Not so much Adrian Mole as Hunt the Mole, the "Secret Diary of Alastair C, aged 48 and three quarters" offered a fascinating glimpse of the Blair Downing Street years.

Mr Campbell has long advocated a dictum that in a 24-hour media age, no news story lasts longer than 11 days. As the row over Andrew Gilligan's "sexing up" broadcast entered its 82nd day, it was clear this was one story that was not going to go away.

He arrived in court complete with the buzzcut hairstyle and beaky nose that make him the spitting image of The Muppets' Sam the Eagle.

But the Prime Minister's director of communications and strategy is nobody's puppet and in more than four hours of evidence achieved exactly the right pitch of calm authority that makes him so feared by Cabinet ministers and permanent secretaries.

To aid his memory, he had been allowed to read from his potentially lucrative diaries. "It's not intended for publication," he stressed, to a muffled guffaw from someone.

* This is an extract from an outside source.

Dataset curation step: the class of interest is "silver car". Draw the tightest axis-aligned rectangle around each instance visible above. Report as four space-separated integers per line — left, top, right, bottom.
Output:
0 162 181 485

His lawyers had earlier warned him not to "give speeches" about his bitter battle with the BBC and so he let his fingers do the talking, following each entry with his forefinger and reading its contents.

It covered not just Mr Blair, but chats with all the senior figures in Downing Street, together with "C", the head of MI6 and several other "spooks".

He has sometimes been described as the Arnold Schwarzenegger of Downing Street. If so, it was obvious yesterday that the film on show was Terminator, not Total Recall. One lost count of the number of times he got out of a tricky question by saying "I don't have a recollection of that".

The communications chief was downhearted when asked about the blizzard of complaints he had sent to the BBC's director of news, Richard Sambrook. His diary showed that he worried about the BBC's "lack of ethics" over the story. "It was grim, grim for me and grim for TB and there's this huge stuff about trust," one entry read.

He decided to talk to John Birt, the former BBC director general, for support. Hell, he was so desperate he phoned Peter Mandelson for advice at the height of the affair.

But after going before the Foreign Affairs Select Committee, he felt a lot better. "I found it gruelling, I was exhausted but I felt a lot better and I had opened a flank on the BBC," he wrote.

The row was far from over, though. We learned that on 27 June, Mr Campbell was at Wimbledon with his son when he was rung by his office, who explained that the BBC had yet again refused to apologise.

"It led within me to a mounting sense of anger and frustration ... My response was angry, and was probably too angry."

The mild mannered dad on a day off suddenly turned back in to the incredible sulk, (you wouldn't like him when he's angry) ditched his Pimms and stormed off to vent his spleen on Channel 4 News.

Mr Campbell became more and more distressed about the whole affair and Mr Blair's unwillingess to let him off the leash.

Then, just as the day was winding up, Mr Dingemans offered the depressed Mr Campbell a form of electronic Prozac. An e-mail showed Mr Gilligan had contacted the Liberal Democrats in an attempt to skew the Foreign Affairs Committee's own grilling of Dr Kelly. Mr Campbell couldn't hide his glee.

With that he headed off to pen the night's diary entry for 19 August 2003. What it says is likely to cost some publisher a cool £1m at least.